Planning backwards enhances meaningful understanding and transfer of learning, engages students, and creates connections between big ideas​. This in turn allows students to be more engaged with content and creates the opportunity for deeper understanding of lesson ideas.​Backward Lesson Design consists of three stages which we will discuss across two different blog posts:
1.  Identifying Desired Results
2.  Setting an Assessment Plan
3.  Designing Learning Activities

Identifying Desired Results
Before any instruction can be planned, we first need to identify the desired results of instruction. This is where the bulk of the heavy lifting is going to be, and it involves answering three questions:

  • What are your subject’s core concepts?
  • What are the big ideas for the lessons?
  • How can we make this relevant to students?

Core Concepts:
 this is the heart of your content and serves a bigger and higher purpose. They are transferable to other topics, connect facts and skills, and encompass ideas such as justice, patterns, cycles, conflict, culture, environment, and communication. These anchoring concepts often require a lot of unpacking, but they are the ideas that we want students to remember in 5, 10, and 15 years. They are most often the answer to the question: when am I ever going to use this in my everyday life? Some examples of core concepts in different subjects:

  • Math: creating order​, recognizing patterns and relationships, systems and subsystems
  • English: identities, experiences, communication
  • History: responsible citizenship​, justice, society, change
  • Science: scientific process, structure and function, cause and effect, organization 

Big Ideas
: in essence, this component answers the question “how do we transfer the core concepts to a standard and a lesson?” We find the big idea. Big ideas are the environment in a lesson that captures the essence of a core concept. Standards will often have action verbs that guide us to what the students should be doing and how to create situations for students to explore these big ideas and concepts.

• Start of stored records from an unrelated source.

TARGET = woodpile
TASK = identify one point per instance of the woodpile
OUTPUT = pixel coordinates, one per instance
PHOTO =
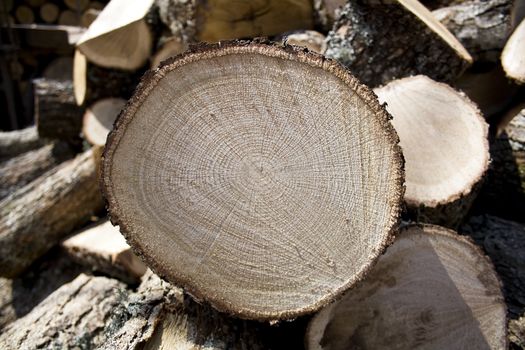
(265, 175)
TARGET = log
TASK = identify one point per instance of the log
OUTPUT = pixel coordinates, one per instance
(252, 204)
(92, 83)
(383, 40)
(13, 143)
(445, 143)
(433, 289)
(40, 214)
(73, 317)
(513, 57)
(504, 242)
(24, 15)
(19, 171)
(99, 118)
(103, 248)
(215, 20)
(49, 12)
(56, 112)
(504, 192)
(312, 40)
(481, 26)
(159, 316)
(120, 37)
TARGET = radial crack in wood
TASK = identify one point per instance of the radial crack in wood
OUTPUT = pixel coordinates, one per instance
(383, 40)
(513, 55)
(263, 179)
(432, 289)
(445, 144)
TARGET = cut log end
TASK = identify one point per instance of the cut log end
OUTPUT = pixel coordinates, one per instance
(445, 144)
(432, 289)
(99, 118)
(231, 180)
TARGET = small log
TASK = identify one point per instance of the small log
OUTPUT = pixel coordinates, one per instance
(504, 191)
(312, 40)
(92, 83)
(481, 26)
(513, 55)
(40, 214)
(432, 289)
(24, 15)
(504, 242)
(49, 13)
(120, 37)
(13, 143)
(103, 248)
(99, 118)
(19, 171)
(445, 143)
(73, 317)
(383, 40)
(56, 112)
(215, 20)
(251, 205)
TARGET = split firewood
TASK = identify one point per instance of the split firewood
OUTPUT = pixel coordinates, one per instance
(326, 12)
(383, 40)
(19, 171)
(432, 289)
(215, 20)
(92, 83)
(99, 118)
(49, 12)
(73, 317)
(159, 317)
(443, 170)
(13, 143)
(481, 26)
(24, 15)
(513, 56)
(120, 37)
(504, 242)
(312, 40)
(40, 214)
(504, 191)
(103, 248)
(247, 199)
(60, 69)
(169, 47)
(56, 112)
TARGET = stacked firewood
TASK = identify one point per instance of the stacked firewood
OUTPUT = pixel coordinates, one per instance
(354, 179)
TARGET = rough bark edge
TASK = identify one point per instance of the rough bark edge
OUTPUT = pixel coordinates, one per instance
(437, 230)
(263, 47)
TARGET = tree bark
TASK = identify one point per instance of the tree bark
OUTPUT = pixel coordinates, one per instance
(38, 215)
(73, 317)
(481, 26)
(56, 113)
(19, 171)
(382, 41)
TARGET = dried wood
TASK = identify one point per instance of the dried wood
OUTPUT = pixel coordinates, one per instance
(383, 40)
(445, 144)
(481, 26)
(13, 143)
(103, 248)
(215, 20)
(432, 289)
(56, 113)
(19, 171)
(196, 172)
(40, 214)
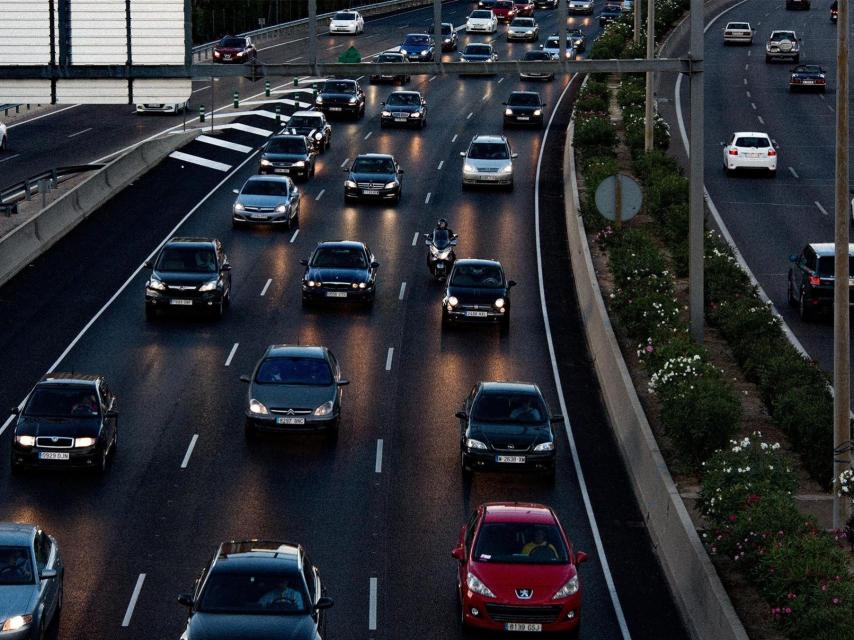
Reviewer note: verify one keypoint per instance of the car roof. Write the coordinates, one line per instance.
(527, 512)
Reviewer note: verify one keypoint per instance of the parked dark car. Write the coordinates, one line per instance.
(524, 108)
(811, 278)
(31, 582)
(294, 388)
(373, 176)
(69, 420)
(477, 291)
(342, 270)
(507, 426)
(291, 155)
(404, 108)
(188, 273)
(340, 97)
(235, 49)
(258, 590)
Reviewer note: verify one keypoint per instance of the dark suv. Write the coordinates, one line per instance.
(257, 589)
(68, 420)
(811, 277)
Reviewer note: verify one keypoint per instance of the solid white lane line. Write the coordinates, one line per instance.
(225, 144)
(372, 606)
(582, 483)
(134, 597)
(187, 455)
(231, 354)
(80, 132)
(203, 162)
(378, 465)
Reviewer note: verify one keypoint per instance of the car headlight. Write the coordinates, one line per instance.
(210, 285)
(14, 623)
(325, 409)
(570, 588)
(474, 584)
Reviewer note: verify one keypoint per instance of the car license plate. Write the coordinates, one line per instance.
(54, 455)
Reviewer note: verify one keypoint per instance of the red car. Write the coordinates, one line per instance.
(518, 570)
(524, 8)
(505, 10)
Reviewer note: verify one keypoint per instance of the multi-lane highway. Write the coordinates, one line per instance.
(380, 510)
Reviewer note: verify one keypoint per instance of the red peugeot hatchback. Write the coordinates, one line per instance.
(518, 570)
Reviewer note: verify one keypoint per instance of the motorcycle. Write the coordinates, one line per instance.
(440, 254)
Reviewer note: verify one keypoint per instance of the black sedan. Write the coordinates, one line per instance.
(340, 97)
(477, 291)
(340, 271)
(808, 76)
(188, 273)
(291, 155)
(404, 108)
(258, 589)
(507, 426)
(68, 420)
(375, 176)
(294, 388)
(524, 108)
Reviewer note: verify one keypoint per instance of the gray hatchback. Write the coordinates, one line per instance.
(30, 581)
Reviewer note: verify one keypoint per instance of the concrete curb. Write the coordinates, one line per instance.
(25, 243)
(702, 600)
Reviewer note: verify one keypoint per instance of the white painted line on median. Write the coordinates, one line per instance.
(231, 354)
(225, 144)
(134, 597)
(187, 455)
(372, 605)
(202, 162)
(378, 465)
(80, 132)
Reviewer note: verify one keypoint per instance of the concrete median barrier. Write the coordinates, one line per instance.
(28, 241)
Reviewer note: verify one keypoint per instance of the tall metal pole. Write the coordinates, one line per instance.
(841, 335)
(649, 122)
(696, 211)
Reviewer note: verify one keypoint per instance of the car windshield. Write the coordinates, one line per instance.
(187, 259)
(515, 408)
(520, 543)
(52, 401)
(295, 370)
(477, 275)
(16, 566)
(489, 151)
(340, 258)
(286, 145)
(755, 142)
(253, 593)
(266, 187)
(403, 99)
(373, 165)
(524, 100)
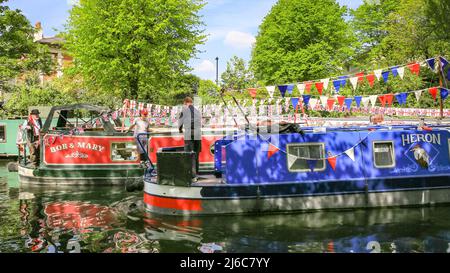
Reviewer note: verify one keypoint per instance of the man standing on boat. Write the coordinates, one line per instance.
(191, 120)
(33, 128)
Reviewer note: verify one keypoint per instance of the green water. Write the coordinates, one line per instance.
(111, 220)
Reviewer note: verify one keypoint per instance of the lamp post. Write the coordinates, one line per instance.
(217, 71)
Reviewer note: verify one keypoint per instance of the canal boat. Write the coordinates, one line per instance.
(81, 146)
(307, 169)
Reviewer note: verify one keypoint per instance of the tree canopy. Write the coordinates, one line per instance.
(300, 40)
(134, 48)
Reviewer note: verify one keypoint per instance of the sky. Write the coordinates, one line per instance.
(231, 26)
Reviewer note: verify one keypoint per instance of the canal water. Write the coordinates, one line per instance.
(109, 219)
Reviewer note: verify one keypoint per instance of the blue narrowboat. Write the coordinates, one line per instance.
(305, 169)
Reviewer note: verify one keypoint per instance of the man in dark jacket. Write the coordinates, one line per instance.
(33, 128)
(191, 120)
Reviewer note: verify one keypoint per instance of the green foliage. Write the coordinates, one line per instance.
(300, 40)
(134, 48)
(237, 76)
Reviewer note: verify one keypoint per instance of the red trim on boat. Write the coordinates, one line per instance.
(173, 203)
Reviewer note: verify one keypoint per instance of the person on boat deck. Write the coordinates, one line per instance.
(33, 128)
(190, 119)
(141, 125)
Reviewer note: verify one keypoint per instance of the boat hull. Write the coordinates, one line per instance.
(295, 197)
(55, 177)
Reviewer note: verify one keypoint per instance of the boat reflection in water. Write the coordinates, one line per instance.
(381, 230)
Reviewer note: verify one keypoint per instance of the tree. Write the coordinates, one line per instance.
(237, 76)
(134, 48)
(300, 40)
(18, 52)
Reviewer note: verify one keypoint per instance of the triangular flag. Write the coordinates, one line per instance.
(313, 103)
(311, 164)
(371, 79)
(319, 87)
(444, 93)
(358, 101)
(394, 70)
(373, 100)
(291, 160)
(323, 101)
(433, 92)
(253, 92)
(430, 63)
(378, 73)
(348, 103)
(294, 102)
(272, 150)
(351, 153)
(365, 101)
(354, 82)
(444, 62)
(270, 90)
(332, 162)
(385, 75)
(415, 68)
(306, 99)
(382, 99)
(341, 100)
(330, 103)
(337, 85)
(401, 71)
(301, 88)
(325, 83)
(388, 98)
(308, 86)
(418, 94)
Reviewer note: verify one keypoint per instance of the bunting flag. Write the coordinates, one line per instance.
(319, 87)
(365, 101)
(385, 75)
(306, 99)
(324, 101)
(253, 92)
(270, 90)
(389, 98)
(415, 68)
(325, 83)
(378, 73)
(341, 100)
(332, 162)
(294, 102)
(348, 103)
(371, 79)
(354, 82)
(401, 71)
(301, 88)
(272, 150)
(330, 103)
(382, 99)
(351, 153)
(358, 101)
(444, 93)
(418, 93)
(433, 92)
(394, 70)
(337, 85)
(308, 86)
(313, 102)
(444, 62)
(431, 63)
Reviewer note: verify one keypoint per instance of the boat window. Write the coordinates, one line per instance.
(2, 133)
(383, 154)
(298, 151)
(123, 151)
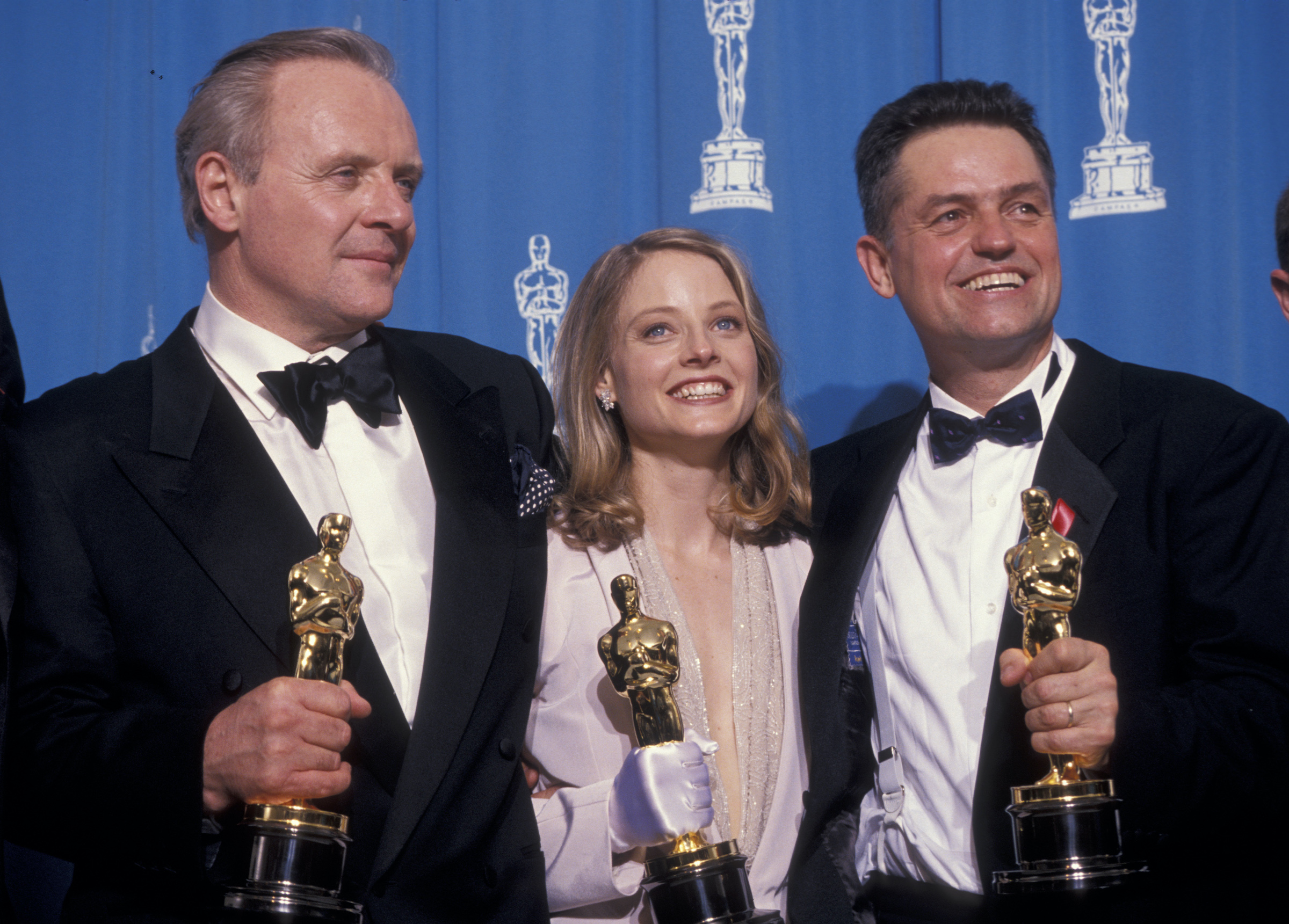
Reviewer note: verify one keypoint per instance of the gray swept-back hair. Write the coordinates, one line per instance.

Part of a big idea is capturing the knowledge and skills that students should master at the appropriate rigor (DOK level).

  • Knowledge: I want students to understand that…. .
  • Skills: I want students to be able to…

:  now comes the fun part. How can we make knowledge and skills relevant to students?

Tell a story!

Starting off with an engaging hook or idea in the class, or a real-world scenario that students have to answer is the best way to accomplish this. A hook can be a real-world application, question, or problem that addresses the standard. These ideas will grab students’ attention, engage their curiosity, and make them think, motivating them to come back to this idea because it’s a real-life problem. 

The best part is that they’ll have to work to ask, explore, and answer this one big guiding question, with the entire lesson or unit set up to support that. This paves the way to a more cohesive understanding of the subject as a whole.